Johann Friedrich Schink, que vio la obra en Hamburgo en 1789 y que no era músico pero sí un melómano muy alerta, elogió la verdad de los caracteres, la esencialidad de la música, su sesgo despojado y profundo. A la vez la consideró una pieza moralmente dañina porque mostraba a Don Juan, un tipo ejemplar de inmoralidad, de manera amable, divertida y cómica. Este conflicto hacía de Don Giovanni un aparato falaz y artificioso, un enemigo de la razón.
Otros críticos, dispersos, por ejemplo, entre Berlín y Weimar, insistieron en que se estaba ante un producto de mal gusto, una ópera bufa destinada al público vulgar con sus groserías y humoradas, muy lejos de la sátira social inteligente y refinada de Las bodas de Fígaro. Una orquestación de calidad, aunque algo pesada y densa, no valía para encubrir la falta de pudor y los ataques a la virtud de la partitura, una burla arrabalera.
En otro orden, se señaló como peligrosa la estética de Mozart-Da Ponte porque se remitía a modelos italianos y católicos, en contra del naciente proyecto de un teatro nacional germánico –más claro: alemán– de inspiración protestante, o sea severamente sometido a paradigmas éticos. Por fin, la ópera recibió un cuarto nivel de reparos, el que tenía un carácter estrictamente estético: ser una música bella y hechicera pero difícil. Quien dice difícil dice inusual y sorprendente para el gusto establecido. Dicho en términos más cercanos en el tiempo: un ejemplo de vanguardia.

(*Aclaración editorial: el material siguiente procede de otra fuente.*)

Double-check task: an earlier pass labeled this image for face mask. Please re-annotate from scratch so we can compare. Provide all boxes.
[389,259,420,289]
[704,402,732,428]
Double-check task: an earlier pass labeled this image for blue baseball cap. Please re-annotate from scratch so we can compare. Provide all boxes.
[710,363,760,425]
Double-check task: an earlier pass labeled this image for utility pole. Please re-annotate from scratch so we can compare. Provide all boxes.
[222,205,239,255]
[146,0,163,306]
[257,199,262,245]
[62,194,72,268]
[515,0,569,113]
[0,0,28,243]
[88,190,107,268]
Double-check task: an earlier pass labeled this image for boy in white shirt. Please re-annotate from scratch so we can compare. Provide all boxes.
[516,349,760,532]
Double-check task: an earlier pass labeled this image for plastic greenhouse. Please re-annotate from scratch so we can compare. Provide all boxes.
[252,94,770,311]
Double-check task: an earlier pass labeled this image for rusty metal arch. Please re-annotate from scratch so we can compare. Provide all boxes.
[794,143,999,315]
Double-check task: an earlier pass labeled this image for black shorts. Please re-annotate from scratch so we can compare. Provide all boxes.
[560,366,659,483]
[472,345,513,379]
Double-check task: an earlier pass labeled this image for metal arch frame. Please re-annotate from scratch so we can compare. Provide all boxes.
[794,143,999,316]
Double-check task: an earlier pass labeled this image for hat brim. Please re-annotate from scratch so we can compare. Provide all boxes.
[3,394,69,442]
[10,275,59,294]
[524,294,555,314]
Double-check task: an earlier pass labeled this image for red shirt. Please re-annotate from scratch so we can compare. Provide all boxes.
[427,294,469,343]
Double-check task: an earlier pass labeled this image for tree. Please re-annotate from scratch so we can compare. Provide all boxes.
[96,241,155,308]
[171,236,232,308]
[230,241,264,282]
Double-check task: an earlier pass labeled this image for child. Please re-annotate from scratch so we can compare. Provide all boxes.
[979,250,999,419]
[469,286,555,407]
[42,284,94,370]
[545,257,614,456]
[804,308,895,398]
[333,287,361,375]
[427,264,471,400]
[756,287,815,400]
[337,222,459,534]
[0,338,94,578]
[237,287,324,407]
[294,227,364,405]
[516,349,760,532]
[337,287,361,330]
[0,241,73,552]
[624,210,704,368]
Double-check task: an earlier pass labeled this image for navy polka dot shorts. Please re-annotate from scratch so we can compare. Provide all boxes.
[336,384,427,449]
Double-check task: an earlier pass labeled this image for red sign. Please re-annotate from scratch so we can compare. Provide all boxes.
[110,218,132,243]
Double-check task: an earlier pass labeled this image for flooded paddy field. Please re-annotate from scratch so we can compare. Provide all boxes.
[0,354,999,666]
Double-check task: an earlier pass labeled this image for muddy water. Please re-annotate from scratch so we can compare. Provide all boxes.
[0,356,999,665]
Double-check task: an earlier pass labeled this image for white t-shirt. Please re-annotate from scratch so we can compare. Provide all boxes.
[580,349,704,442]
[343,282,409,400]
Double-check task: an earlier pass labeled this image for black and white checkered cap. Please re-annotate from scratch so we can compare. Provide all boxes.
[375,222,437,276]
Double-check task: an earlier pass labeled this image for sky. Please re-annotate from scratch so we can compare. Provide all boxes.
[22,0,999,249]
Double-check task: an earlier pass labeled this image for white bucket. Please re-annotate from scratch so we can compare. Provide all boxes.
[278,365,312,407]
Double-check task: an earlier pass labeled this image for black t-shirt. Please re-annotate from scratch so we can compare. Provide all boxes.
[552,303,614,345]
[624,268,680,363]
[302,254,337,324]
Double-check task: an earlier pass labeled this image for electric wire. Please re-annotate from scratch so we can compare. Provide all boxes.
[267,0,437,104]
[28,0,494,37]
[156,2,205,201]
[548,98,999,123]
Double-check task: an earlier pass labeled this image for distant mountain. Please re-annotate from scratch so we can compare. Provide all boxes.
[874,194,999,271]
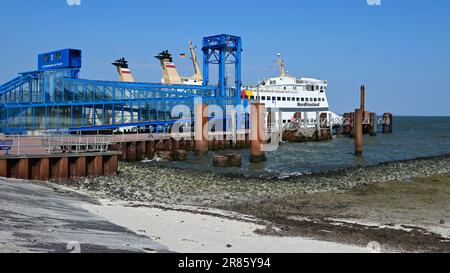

Don Giovanni, hecha toda salvedad al talento del músico, fue tachada de inmoral, barriobajera, antinacional y ofensiva a las buenas maneras del arte; acaso, plebeya y enemiga de los hereditarios valores de la nobleza. Ahí queda eso. Los siglos han revisado, evidentemente, aquellas quejumbres. Pero queda en pie la cuestión general y de fondo: ¿tiene derecho el arte a una total libertad imaginativa o debe cuidarse de no contravenir los principios de una moral, una política y un buen gusto? Contesto que sí y admito disidencias.